Großes Hör- und Sehvergnügen

Das Orchester malte diese Musik in kräftigen Farben, denn es geht ja zumindest im Reich der Trolle nicht gerade zimperlich zu. Es machte einfach Spaß, das hochmotivierte Orchester nicht nur zu hören, sondern auch zu beobachten. Und Eivind Aadland ist kein Dirigent, der seine Musiker in so einem Fall ausbremsen würde. Zumal auch die lyrischen, leisen Szenen wie das melancholische "Aases Tod" oder der Beginn der "Morgendämmerung" bezwingend leise gerieten.

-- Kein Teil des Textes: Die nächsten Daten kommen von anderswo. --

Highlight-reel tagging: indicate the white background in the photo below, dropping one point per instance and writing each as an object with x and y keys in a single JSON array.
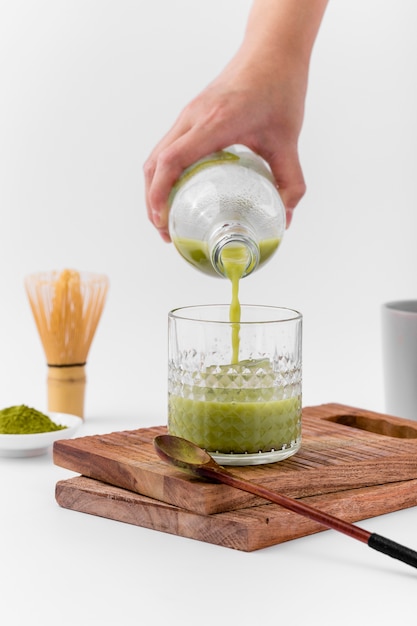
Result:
[{"x": 87, "y": 87}]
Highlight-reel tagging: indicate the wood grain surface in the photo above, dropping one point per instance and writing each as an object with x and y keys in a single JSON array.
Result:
[{"x": 343, "y": 448}]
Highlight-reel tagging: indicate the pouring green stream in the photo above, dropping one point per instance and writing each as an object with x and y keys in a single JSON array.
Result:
[{"x": 187, "y": 456}]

Dazu kam Marita Solberg, die Sopranistin scheint so etwas wie die nationale Solvejg zu sein, die immer geholt wird, wenn "Peer Gynt" auf dem Programm steht. Sie hat die drei Lieder bestimmt schon hundert Mal gesungen. Und so konnte sie das einerseits auch im Regentenbau mit großer Gelassenheit tun. Andererseits vermied sie jeden Anflug von Routine und sang mit ihrer recht warm timbrierten Stimme und großer Innigkeit.
Eigentlich war das alles ja ganz anders geplant. Eigentlich sollten zu der Musik Bilder des Berliner Malers Alexander Polzin auf eine Großleinwand projiziert werden. Durchaus ein interessantes Vorhaben, denn "Peer Gynt" war ja ursprünglich eine Schauspielmusik, begleitete also ein textliches und optisches Ereignis. Und da Polzin ja auch in international tätiger Bühnenbildner ist, hätte das spannend werden können. Aber das Projekt scheiterte an technischen Insuffizienzen.
Die beiden Zugaben waren natürlich auch aus "Peer Gynt": "Troldtog" ("Der Zug der Zwerge") und "Dans av Dovregubbens datter" ("Tanz der Bergkönigstochter").